Is There Any Association Between Osteoporosis and Adiponectin Gene Polymorphism (Rs2241766t>G) In T2dm Postmenopausal Women?

Safa Thaer Flayyih Ali1, Hamdullah Hadi Al-Baseesee2, Rasha Shaker Nima3*

 

  1. Department Chemistry, College of Science, University of Kufa, Kufa, Iraq.
  2. Department of Surgery, College of Medicine, University of Kufa, Kufa, Iraq.
  3. Department of Pathological Analysis, College of Science, University of Kufa. Kufa, Iraq.

ABSTRACT

Background: Osteoporosis and fragility fractures incur substantial global morbidity and mortality. Adiponectin is made exclusively by adipocytes. Objectives: To study the association of rs2241766t>G SNP in the adiponectin gene with osteoporosis in T2DM postmenopausal women. Methods: This cross-sectional study was carried out with 200 postmenopausal Iraqi women, 160 T2DM women, and 40 aged match women as healthy control.
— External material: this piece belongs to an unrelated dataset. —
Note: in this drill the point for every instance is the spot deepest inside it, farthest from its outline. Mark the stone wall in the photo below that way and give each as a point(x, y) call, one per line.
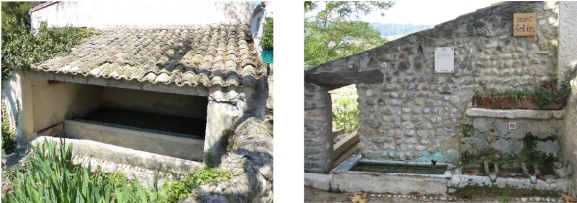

T2DM patients were divided into two groups concerning their femoral neck T-score of bone mineral density (BMD). The osteoporotic (T2DM-OSO) group has consisted of 80 T2DM postmenopausal women with T-score smaller than -2.5 SD, and the non-osteoporotic T2DM women (T2DM) group consisted of 80 T2DM postmenopausal women with T-score bigger than -1 SD. Serum adiponectin concentrations and genotyping of rs2241766t>G SNP in the adiponectin gene were determined. Results: The biochemical data pointed out significant differences in HOMA-S %, HOMA-IR%, and HOMA-β % in the T2DM-OSO group concerning those of the T2DM group, genotyping results of selected adiponectin gene polymorphism rs2241766 was associated with incident T2DM-OSO. Additionally, there was a significant association of the (TG+GG) genotype with a lower adiponectin level. Conclusion: This study demonstrated that BMD is affected by adiponectin that may be as a result of genetic variation in populations. Serum adiponectin and its genotype may be correlated with BMD, which may have an application for assessing the susceptibility to osteoporosis in type 2 diabetic postmenopausal women clinically.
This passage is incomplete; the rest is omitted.